Date of Report (Date of earliest event reported) August 6, 1997




                           ALLIANCE CAPITAL MANAGEMENT L.P.
- --------------------------------------------------------------------------------
                (Exact name of registrant as specified in its charter)


         Delaware                         1-9818                  13-3434400
- --------------------------------------------------------------------------------
(State or other jurisdiction of        (Commission             (I.R.S. Employer
 incorporation or organization)        File Number)             Identification
                                                                Number)


1345 Avenue of the Americas, New York, New York                         10105
- --------------------------------------------------------------------------------
(Address of principal executive offices)                              (Zip Code)


                                     212-969-1000
- --------------------------------------------------------------------------------
                 (Registrant's telephone number including area code)

<PAGE>

Item 1.  CHANGES IN CONTROL OF REGISTRANT

         Not applicable.

Item 2.  ACQUISITION OR DISPOSITION OF ASSETS

         Not applicable.

Item 3.  BANKRUPTCY OR RECEIVERSHIP

         Not applicable.

Item 4.  CHANGES IN REGISTRANT'S CERTIFYING ACCOUNTANT

         Not applicable.

Item 5.  OTHER EVENTS

         On August 6, 1997 Alliance Capital Management L.P. issued a press
         release announcing that it intends to remain a publicly traded limited
         partnership in light of the Taxpayer Relief Act of 1997, a copy of
         which is attached as an Exhibit to the Report.

Item 6.  RESIGNATIONS OF REGISTRANT'S DIRECTORS

         Not applicable.

Item 7.  FINANCIAL STATEMENTS AND EXHIBITS

         (a)  Financial Statements of Businesses Acquired

              None.

         (b)  Pro Forma Financial Information

              None.

         (c)  Exhibits

              Press Release dated August 6, 1997.



                                      SIGNATURES

    Pursuant to the requirements of the Securities Exchange Act of 1934, the
registrant has duly caused this report to be signed

<PAGE>

on its behalf by the undersigned thereunto duly authorized.

                             ALLIANCE CAPITAL MANAGEMENT L.P.

Dated: August 6, 1997        By:  Alliance Capital Management Corporation,
                                  General Partner


                             By:                               
                                  -------------------------
                                  Robert H. Joseph, Jr.
                                  Senior Vice President and
                                  Chief Financial Officer

<PAGE>

FOR IMMEDIATE RELEASE

CONTACT: MEDIA:         DUFF FERGUSON
                        (212) 969-1056
         INVESTORS:     ANNE DRENNAN
                        (212) 969-6443

                     ALLIANCE CAPITAL MANAGEMENT L.P.
               TO REMAIN PUBLICLY TRADED LIMITED PARTNERSHIP
                IN LIGHT OF THE TAXPAYER RELIEF ACT OF 1997

NEW YORK, NY, AUGUST 6, 1997 -- Dave H. Williams, Chairman and Chief
Executive Officer of Alliance Capital Management L.P. (NYSE:  "AC"),
noted that The Taxpayer Relief Act of 1997, signed into law August 5,
1997, includes the option for certain publicly traded partnerships to
maintain partnership tax status, and pay an additional tax of 3.5% on
partnership gross income.  Alliance intends to utilize this option,
and remain a publicly traded limited partnership; therefore, the firm
will not implement the change to a public corporate ownership
structure as announced on June 24.

     "We are pleased that the new tax law allows certain publicly
traded partnerships to continue operating in their current form,"
remarked Mr.
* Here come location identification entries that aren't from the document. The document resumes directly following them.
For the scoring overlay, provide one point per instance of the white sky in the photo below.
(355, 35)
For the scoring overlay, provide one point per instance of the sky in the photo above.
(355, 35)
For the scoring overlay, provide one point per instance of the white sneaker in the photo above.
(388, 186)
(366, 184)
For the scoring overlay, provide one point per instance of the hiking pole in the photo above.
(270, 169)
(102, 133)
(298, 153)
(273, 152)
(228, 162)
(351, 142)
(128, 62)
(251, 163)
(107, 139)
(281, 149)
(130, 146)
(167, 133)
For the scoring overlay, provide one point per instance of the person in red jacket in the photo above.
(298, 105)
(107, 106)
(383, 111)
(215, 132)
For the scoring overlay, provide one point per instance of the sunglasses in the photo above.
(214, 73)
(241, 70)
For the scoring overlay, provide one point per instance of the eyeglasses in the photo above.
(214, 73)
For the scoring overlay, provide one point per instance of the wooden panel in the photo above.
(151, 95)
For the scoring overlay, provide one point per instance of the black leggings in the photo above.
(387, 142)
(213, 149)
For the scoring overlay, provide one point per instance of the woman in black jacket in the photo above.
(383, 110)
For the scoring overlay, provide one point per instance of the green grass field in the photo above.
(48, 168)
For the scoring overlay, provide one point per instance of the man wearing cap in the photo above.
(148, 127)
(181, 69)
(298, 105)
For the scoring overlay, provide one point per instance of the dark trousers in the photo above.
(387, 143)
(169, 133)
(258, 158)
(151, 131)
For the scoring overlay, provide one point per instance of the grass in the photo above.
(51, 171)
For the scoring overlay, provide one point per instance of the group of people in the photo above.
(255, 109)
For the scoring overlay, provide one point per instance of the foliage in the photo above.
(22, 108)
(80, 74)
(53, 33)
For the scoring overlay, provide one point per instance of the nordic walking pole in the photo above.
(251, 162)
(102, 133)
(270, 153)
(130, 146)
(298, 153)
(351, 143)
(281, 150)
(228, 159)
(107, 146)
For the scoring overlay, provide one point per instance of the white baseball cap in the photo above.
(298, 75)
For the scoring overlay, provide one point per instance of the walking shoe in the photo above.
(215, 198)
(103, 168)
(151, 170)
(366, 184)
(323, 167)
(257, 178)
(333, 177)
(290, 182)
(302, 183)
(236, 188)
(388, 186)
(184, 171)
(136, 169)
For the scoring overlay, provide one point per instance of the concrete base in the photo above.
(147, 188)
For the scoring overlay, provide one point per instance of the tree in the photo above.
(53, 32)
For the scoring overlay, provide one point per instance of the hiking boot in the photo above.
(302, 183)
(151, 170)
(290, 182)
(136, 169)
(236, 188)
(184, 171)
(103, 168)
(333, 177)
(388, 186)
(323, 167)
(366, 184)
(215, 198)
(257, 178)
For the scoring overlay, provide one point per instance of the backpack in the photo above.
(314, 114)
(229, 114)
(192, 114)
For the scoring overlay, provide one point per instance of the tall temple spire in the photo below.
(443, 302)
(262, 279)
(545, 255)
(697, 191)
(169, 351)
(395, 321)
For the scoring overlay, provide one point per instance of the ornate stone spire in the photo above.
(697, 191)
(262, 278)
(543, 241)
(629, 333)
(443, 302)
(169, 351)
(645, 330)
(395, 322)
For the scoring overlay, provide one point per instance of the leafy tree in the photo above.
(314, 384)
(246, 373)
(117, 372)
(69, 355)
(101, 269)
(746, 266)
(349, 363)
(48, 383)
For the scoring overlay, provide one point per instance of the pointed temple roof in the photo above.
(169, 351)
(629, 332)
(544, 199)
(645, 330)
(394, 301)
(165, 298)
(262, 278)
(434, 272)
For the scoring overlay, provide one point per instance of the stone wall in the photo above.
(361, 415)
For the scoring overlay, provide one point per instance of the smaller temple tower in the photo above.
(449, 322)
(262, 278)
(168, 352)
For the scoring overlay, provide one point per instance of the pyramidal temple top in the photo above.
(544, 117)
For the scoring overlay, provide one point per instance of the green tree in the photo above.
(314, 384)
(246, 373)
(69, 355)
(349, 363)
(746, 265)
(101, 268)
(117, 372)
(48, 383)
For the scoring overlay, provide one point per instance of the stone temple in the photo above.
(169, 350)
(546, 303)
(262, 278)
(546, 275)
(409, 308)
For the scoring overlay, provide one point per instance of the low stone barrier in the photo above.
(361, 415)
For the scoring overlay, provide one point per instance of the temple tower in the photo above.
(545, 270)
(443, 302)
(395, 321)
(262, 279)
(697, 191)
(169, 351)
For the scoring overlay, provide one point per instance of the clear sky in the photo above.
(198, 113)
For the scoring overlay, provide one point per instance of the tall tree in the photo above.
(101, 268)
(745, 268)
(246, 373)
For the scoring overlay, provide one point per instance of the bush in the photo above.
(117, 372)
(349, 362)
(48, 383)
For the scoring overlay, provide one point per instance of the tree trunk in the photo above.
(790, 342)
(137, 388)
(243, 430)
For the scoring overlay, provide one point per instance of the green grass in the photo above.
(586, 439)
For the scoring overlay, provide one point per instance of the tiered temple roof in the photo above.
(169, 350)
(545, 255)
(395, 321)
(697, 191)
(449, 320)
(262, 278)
Williams.  "We will avoid the cost of completing the
conversion to a new type of publicly traded organization and our
public Unitholders will not suffer the major reduction in cash flow
distributions which would have resulted had the Partnership been
taxed as a corporation.  We are relieved that this uncertainty is
removed."

    Alliance Capital is a large global investment adviser, with over
$200 billion in client assets under management.  The firm manages
retirement assets for many of the largest public and private employee
benefit plans including 29 of the nation's Fortune 100 companies,
public employee retirement funds in 33 states, as well as managing
assets for foundations, endowments, banks and insurance companies.
Alliance Capital is also one of America's largest mutual fund
sponsors, with nearly three million shareholder accounts investing
through the firm's diverse family of fund portfolios.  As of June 30,
1997, the Partnership's general partner, a wholly-owned subsidiary of
The Equitable Companies Incorporated ("EQ"), owned a 1% general
partnership interest in Alliance and approximately 57% of the
Partnership's outstanding Units are beneficially owned by EQ.